Within just a few years, Wright said, the process of scouting quarries grew in sophistication, and Jacobsen established a reputation as the preeminent general contractor in Utah for stone sourcing, with an unequaled talent for finding and selecting rare and high-quality stone with specially chosen aesthetic qualities that could check every box on owners’ wish lists. Adding that type of decisive advantage to Jacobsen’s already strong reputation for innovative methods and strong owner relationships, he said, accelerated Jacobsen’s growth as a company and set it on a path to win ever larger and more complex projects for marquee clients in the 1990s and beyond. As project owners and design teams began to take notice of the quality of stone that Wright was able to procure through his diligent research and travel, they even started to join him on his trips so they could see different options for themselves and narrow down their preferences on the spot.
“We started working more closely with design teams and project owners in taking really specific recommendations or requests for very specific types of looks, and identifying different materials and thicknesses that would meet the aesthetic they were aiming for,” Wright said.

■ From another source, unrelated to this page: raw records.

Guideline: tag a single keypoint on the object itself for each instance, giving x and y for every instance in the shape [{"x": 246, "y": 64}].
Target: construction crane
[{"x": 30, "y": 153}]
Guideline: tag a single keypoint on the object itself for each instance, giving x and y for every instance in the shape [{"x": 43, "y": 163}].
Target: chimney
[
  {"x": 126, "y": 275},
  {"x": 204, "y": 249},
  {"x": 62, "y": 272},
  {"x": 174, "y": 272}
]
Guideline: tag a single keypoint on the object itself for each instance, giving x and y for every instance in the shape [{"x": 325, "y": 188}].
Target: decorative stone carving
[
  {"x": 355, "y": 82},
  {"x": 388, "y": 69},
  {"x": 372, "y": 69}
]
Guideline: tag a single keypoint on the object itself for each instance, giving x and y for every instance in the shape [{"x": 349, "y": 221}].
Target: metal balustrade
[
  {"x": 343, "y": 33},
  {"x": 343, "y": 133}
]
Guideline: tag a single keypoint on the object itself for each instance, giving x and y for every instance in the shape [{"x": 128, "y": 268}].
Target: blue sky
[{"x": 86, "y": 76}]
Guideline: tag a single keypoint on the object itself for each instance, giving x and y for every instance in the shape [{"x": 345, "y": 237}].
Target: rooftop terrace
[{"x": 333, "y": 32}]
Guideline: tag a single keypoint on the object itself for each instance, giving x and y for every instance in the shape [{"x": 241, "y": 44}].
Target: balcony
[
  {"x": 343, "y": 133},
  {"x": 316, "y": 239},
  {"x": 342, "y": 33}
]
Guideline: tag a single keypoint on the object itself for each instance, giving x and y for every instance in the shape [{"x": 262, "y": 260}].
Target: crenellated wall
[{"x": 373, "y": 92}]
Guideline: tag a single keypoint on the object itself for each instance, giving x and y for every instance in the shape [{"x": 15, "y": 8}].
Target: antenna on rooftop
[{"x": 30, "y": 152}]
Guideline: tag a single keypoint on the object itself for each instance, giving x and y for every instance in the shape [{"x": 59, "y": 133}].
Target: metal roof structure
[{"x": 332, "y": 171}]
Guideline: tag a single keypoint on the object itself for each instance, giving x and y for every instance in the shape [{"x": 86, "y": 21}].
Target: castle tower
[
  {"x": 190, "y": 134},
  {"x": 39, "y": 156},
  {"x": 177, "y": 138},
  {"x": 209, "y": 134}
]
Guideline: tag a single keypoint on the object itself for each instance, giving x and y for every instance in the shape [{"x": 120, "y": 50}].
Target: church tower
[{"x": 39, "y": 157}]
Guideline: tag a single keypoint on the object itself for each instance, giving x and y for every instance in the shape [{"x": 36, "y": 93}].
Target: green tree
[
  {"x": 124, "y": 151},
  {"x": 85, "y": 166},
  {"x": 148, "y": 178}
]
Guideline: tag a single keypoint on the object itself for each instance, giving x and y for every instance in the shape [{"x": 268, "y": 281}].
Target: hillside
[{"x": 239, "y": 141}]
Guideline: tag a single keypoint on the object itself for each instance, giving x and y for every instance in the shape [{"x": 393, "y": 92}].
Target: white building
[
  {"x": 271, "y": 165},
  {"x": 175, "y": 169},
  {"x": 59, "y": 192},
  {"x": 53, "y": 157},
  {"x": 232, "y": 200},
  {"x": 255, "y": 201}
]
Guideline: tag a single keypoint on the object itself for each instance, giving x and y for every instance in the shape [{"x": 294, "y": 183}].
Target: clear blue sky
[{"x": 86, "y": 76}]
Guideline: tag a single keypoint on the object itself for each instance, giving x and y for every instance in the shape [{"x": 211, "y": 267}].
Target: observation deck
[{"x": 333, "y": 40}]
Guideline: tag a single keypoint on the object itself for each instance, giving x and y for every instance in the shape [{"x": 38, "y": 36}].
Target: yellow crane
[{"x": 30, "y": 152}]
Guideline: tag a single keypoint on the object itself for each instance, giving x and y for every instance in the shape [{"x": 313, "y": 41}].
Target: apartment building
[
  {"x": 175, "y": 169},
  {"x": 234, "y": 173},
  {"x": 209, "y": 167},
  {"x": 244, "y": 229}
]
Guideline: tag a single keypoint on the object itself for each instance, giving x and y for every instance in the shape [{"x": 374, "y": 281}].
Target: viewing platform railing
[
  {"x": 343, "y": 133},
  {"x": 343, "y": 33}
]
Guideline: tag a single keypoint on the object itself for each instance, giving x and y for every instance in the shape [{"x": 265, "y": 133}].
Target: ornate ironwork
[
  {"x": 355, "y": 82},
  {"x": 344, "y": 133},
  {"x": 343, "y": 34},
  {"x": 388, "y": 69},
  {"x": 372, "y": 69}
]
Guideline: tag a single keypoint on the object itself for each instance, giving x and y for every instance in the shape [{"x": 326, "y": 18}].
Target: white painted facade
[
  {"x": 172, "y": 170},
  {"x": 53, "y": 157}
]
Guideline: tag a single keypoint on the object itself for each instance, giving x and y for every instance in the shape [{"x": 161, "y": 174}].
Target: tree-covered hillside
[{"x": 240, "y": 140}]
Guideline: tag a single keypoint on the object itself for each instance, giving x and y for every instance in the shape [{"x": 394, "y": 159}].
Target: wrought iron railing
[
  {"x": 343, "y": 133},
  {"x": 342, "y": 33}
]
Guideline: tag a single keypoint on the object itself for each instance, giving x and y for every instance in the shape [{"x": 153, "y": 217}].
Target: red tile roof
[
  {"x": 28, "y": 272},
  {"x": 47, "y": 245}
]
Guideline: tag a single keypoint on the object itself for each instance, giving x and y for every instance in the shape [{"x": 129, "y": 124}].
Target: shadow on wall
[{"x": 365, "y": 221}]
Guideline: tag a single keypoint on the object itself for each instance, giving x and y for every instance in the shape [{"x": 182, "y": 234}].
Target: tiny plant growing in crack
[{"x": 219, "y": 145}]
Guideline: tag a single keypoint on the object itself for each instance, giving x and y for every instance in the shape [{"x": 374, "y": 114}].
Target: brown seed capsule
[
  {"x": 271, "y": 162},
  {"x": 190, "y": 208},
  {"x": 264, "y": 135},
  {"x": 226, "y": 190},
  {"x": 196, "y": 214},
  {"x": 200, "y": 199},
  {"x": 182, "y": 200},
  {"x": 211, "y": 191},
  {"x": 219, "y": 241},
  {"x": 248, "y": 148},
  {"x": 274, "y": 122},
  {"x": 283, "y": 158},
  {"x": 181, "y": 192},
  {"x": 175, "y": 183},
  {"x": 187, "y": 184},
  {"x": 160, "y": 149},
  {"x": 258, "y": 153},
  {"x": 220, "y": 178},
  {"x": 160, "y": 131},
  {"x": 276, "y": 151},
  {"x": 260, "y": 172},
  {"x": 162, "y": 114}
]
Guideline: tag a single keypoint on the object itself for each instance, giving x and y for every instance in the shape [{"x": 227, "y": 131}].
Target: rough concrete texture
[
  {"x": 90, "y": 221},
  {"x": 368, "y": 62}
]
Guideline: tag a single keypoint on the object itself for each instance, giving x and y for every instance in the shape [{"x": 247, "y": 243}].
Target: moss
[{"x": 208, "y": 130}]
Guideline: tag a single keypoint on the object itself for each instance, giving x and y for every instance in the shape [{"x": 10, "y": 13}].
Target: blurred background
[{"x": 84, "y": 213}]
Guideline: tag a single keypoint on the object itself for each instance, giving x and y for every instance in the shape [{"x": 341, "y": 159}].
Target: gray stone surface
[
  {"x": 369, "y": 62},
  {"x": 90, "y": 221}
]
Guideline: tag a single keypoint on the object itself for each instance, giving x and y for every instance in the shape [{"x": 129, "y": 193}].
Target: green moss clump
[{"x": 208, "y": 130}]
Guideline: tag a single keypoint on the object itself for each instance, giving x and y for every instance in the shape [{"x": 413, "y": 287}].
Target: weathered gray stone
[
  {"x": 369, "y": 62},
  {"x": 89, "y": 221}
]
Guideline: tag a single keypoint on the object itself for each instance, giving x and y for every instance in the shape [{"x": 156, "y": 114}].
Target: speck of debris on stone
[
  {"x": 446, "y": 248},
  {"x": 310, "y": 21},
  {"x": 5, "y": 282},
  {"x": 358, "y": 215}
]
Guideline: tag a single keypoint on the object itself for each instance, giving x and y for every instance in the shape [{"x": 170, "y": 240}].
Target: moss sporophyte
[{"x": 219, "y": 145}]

In addition to the still-ongoing Salt Lake Temple Major Renovation, a few outstanding marble projects stand out especially powerfully in Wright’s memory: the Zions Bank Tower re-skin (2006), the Utah Worker’s Compensation Fund Building (2010), the Riverwoods Corporate Headquarters campus in Illinois (2003), as well as the base isolation and historical restoration of the Utah State Capitol Building (2007) and construction of office buildings on the Utah State Capitol campus (2009). These and other undertakings strengthened Jacobsen’s reputation as a market leader in quality craftsmanship on projects that emphasized a stone aesthetic.
“We learned we were getting high marks this way. Sometimes the feedback we got was — ‘you guys make this look so easy,’ and more frequently we wouldn’t have any punchlist requests or very few,” Wright said. “It felt good to know there was a noticeable improvement as a result of these many trips.”
Because of Jacobsen’s added stone capabilities, Utah clients in the past three decades have been able to re-imagine what is possible for the look of their projects, leading to them deepening their ties with the company with the assurance that no stone request, given enough due diligence, would be beyond Jacobsen’s capabilities. Wright welcomed those heightened expectations with open arms.
“Because especially well-sourced stone can be a significant part of a project’s budget, our project owners have really set that expectation of high quality, understanding what we’re capable of. And that’s a good thing, we want them to anticipate a great look and great results when working with Jacobsen, and to know we can make it happen,” he said.
Finding the perfect project match for a meticulously examined stone quarry is a one-of-a-kind gratifying moment, Wright said, and can take years to come to fruition.
“There are lots of materials that I would see and think that there may one day be a use for that, so I’d file it away,” he said. “And one day I would be having a conversation with a project owner, and could say — ‘oh yeah, I saw something just like that five years ago.’ And that’s a great feeling.”
A great feeling — that’s what Jacobsen has sought to give to project owners, as the underlying goal and ultimate motivator of the company’s rigorous stone procurement efforts over the years. When an owner can feel good and rest easy, knowing the best stone available was used to give their project its own unique look, that is the moment that validates all the worldwide searching as an investment well worth the time and effort, according to Wright. And every time a Jacobsen building has been completed over the last 30-plus years, he said, its clients have been able to unfailingly rely on these unique edifices of stone — these marble marvels and towering assemblies of granite — to successfully encapsulate the most magnificent natural beauty found anywhere in the world and showcase it in the places where life happens, where people go to be together, and where lasting communities take shape.